An action for Partition is utilized to divide or sell the real property owned by co-tenants. An action for Partition is controlled by Ohio statute under O.R.C. 5307. The Wife claimed that the property could not be divided and therefore should be sold as the alternative provided under the statute. Her lawyer filed a motion for summary judgment claiming that she was entitled to compel a partition of the property as a matter of law and therefore a trial on the merits was not necessary. Her Husband’s lawyer answered arguing that the partition complaint was an impermissible collateral attack on the decree of divorce and moved to have the partition action dismissed.
The trial court agreed with the Wife and held that the award of right and title to the property to the Husband was contingent upon the Husband obtaining financing within 60 days, and because this obligation was not fulfilled, the Parties remained as co-tenants to the property.

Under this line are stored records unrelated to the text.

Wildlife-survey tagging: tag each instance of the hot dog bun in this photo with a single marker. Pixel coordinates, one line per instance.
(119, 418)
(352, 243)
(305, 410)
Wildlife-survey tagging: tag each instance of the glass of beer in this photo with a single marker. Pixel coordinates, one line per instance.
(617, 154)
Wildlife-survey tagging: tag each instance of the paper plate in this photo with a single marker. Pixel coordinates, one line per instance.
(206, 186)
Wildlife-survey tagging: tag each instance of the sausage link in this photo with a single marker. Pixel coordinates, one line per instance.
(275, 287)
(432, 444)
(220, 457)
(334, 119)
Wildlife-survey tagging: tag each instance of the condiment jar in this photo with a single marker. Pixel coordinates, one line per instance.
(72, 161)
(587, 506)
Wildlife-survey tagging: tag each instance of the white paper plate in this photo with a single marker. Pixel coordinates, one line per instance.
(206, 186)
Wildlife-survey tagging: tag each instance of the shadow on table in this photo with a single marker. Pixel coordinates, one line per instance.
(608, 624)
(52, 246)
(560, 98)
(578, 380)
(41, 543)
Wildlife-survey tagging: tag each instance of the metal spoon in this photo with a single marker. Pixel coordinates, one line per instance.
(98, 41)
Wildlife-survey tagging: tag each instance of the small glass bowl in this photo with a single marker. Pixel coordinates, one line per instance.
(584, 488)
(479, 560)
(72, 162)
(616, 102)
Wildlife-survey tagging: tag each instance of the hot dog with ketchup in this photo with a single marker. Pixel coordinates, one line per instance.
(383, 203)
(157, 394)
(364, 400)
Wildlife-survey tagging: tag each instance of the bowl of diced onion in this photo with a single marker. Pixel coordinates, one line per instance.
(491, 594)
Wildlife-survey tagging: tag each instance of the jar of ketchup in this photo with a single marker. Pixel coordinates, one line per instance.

Therefore, the trial court concluded that the Wife was entitled to file the Partition action. The trial court ordered the sale of the property.
The Husband appealed the trial court’s decision to the sixth Appellate District. The appellate court stated that the case turns on whether the parties’ property rights were finally and completely adjudicated in the divorce proceeding. If they were, the wife could not bring the partition action. Upholding the trial court’s decision on summary judgment for the Wife, the appellate court held that since the Wife did not receive payment for her interest in the real property, her rights were not fully adjudicated in the divorce proceeding. The appellate court stated that the action for partition was a viable alternative to ensure satisfaction of the Wife’s rights under the divorce decree.
When real estate is involved, it is imperative to have an attorney knowledgeable in the area to properly advise you. When a divorce occurs and there is real estate involved, it is imperative to have an attorney that is not only knowledgeable about divorce law, but also real estate law to effectively maneuver you through the complications of your situation.